Why in the night sky are the lights hung? I answer this first as if I were answering my youngest self as my oldest self. I am Thirty-One, speaking to my Five. First, what a question! A good question. There are no bad questions; sometimes people ask questions which indicate a poor stance or understanding, but there are no bad questions. Yours is a good question. Why in the night sky are the lights hung? Sometimes people put something out of reach so that others strive to surpass their limitations. If the lights in the sky are other suns, perhaps there are other planets circling those suns as we do our own; perhaps they are indications that, in a cosmic sense, in an interstellar sense, we are not alone. Perhaps they are hung there as a reminder that, despite the pervading darkness, there always remains light – and that, sometimes, is must be found by moving on from the place you are. We are understanding that one a bit more tangibly of late, though it makes us uncomfortable to recognise it.
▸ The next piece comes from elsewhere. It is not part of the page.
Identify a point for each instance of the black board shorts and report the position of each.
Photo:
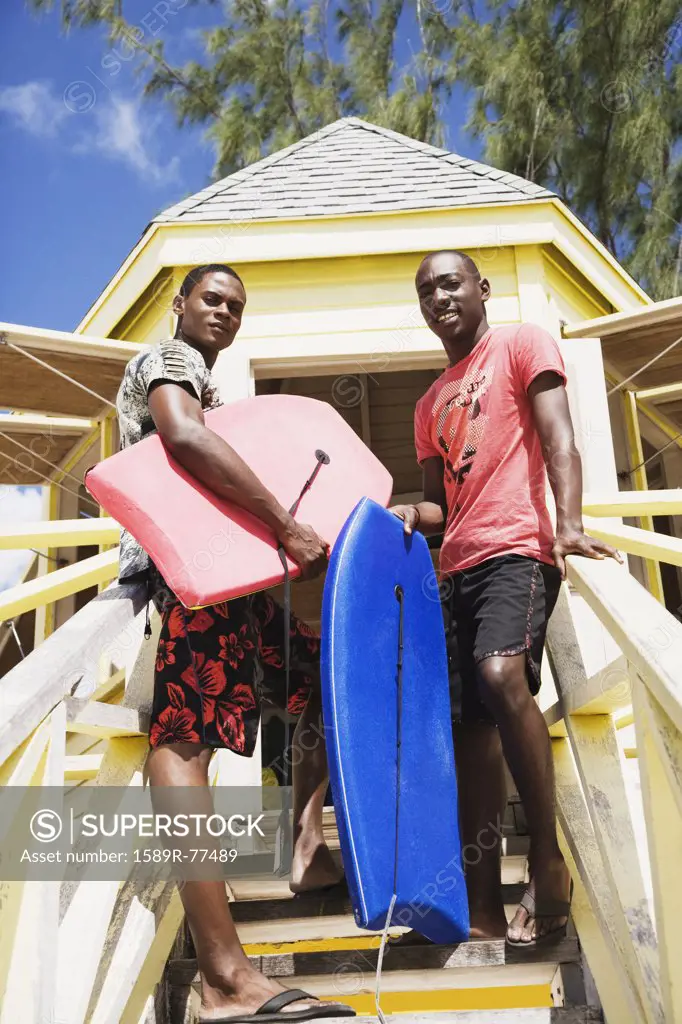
(215, 667)
(499, 607)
Both of these mean hope, simply put. The lights are hung in the night sky where we would see them best, to let us know that there are other sources of warmth we might find when our nearest one is snuffed for the evening.
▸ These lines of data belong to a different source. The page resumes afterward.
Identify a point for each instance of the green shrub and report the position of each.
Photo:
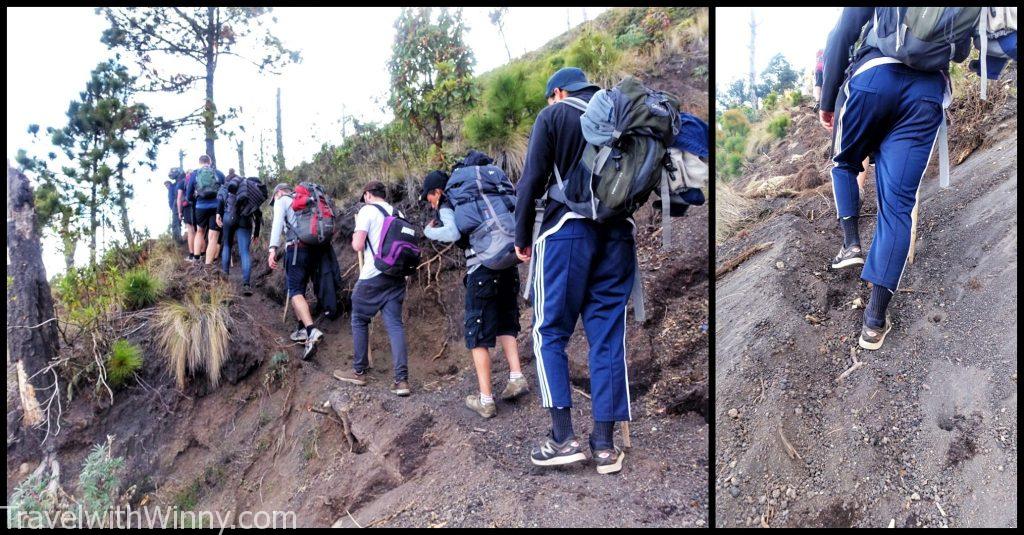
(100, 480)
(123, 361)
(777, 126)
(138, 289)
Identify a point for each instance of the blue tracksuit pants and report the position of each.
(585, 270)
(893, 113)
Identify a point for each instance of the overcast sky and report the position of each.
(50, 52)
(797, 33)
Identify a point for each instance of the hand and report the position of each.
(826, 119)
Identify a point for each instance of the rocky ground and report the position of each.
(922, 433)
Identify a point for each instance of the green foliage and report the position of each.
(596, 54)
(100, 480)
(777, 125)
(123, 361)
(431, 72)
(138, 289)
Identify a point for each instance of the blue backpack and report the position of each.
(484, 200)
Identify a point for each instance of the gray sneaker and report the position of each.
(608, 461)
(852, 255)
(871, 338)
(515, 388)
(487, 411)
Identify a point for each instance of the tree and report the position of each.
(431, 72)
(778, 77)
(498, 18)
(201, 35)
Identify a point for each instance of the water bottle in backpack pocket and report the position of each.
(397, 252)
(484, 200)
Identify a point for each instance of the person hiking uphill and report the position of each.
(582, 268)
(202, 191)
(878, 105)
(239, 214)
(492, 304)
(299, 259)
(377, 291)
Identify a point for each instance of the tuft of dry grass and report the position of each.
(194, 333)
(731, 211)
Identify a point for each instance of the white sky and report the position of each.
(50, 52)
(797, 33)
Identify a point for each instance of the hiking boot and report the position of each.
(400, 388)
(608, 461)
(487, 411)
(515, 388)
(312, 339)
(871, 338)
(851, 255)
(358, 379)
(299, 335)
(551, 453)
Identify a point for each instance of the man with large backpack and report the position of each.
(578, 232)
(202, 192)
(886, 87)
(303, 216)
(239, 214)
(387, 244)
(475, 208)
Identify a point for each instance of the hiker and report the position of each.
(877, 105)
(819, 66)
(202, 192)
(239, 214)
(176, 176)
(378, 238)
(492, 278)
(299, 258)
(584, 259)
I think of this song in the context of the novels I’ve written, too. There is Orion, of course, who comes to mind first. I imagine him going through his nights, before Zeus places him in the sky, recollecting the stories of those who came before him. There were much fewer when he was young than there are when he himself is strung amongst them. And he wonders why the gods could not help some, why the gods placed up there others; Orion wonders the stories and wanders the world. And then he, no matter which lifetime, striving only to be with the one he loves, finds himself bound to the sky himself. And he wonders, “Why in the night sky are the lights hung?” He wonders why he and his love (Artemis) are strung up so, bound to their fixed points, imprisoned. The focus then is on the fact is is only in the night sky that the lights are hung. The light of the day sky is free to come and go as it pleases; the lights of the night sky are hung, fixed in place.
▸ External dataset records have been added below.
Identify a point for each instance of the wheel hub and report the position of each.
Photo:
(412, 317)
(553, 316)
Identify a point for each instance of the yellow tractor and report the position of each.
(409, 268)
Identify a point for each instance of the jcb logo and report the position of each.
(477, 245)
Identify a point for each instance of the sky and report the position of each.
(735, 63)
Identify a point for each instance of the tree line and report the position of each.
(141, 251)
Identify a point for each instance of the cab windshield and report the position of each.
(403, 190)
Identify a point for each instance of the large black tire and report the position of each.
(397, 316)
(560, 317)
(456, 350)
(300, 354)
Personally, this song reminds me most of my curiosity. I’ve always loved gathering stories of the world, listening to information passed along by word of mouth, by word of page; stories, sung, written, spoken, all. I’ve always been a wonderer, always meandered through memory, always contemplated dozens and thousands of dozens of things at once. It makes me laugh, to think of the people who have spoken of my mind as a file box, as something into which I can reach and withdraw at will. That might be the atrium of my mind, but there are great expanses to be found beyond. The song this quote originates from is full of pithy questions, posed as an almost whisper on a simplistic instrumental; the interplay of simplicity and complexity is something quite familiar to me. I recall being five years old when I realised what death was, solely from a thought exercise engaged after I experienced sleep paralysis – and the calmness I felt thereafter, realising that someday I would conclude the adventure that was my life. This, in turn, spawned a new clutch of questions: what happens to me after my body dies, what would dying feel like, what would the absence of feeling feel like, would I be able to remember myself if I lived beyond my body. Such questions came easily to me, and the thought experiments I undertook were and remain thrilling and comforting, even if the experience internally while I experiment brings me moments of anxiety and discomfort. My great-grandfather used to say that if you weren’t learning, you weren’t living, and I hold fast onto that. I try new things; I, vulpine in nature, follow fox holes on subjects I find myself struck by; I seek, I listen, I explore.

This is the key to my enjoyment of life, I believe. Children are inherently scientists, trying new things and processing their experiences, and I have modelled my entire worldview on this concept. I may not find an answer to the query, but, gods, is the searching fun!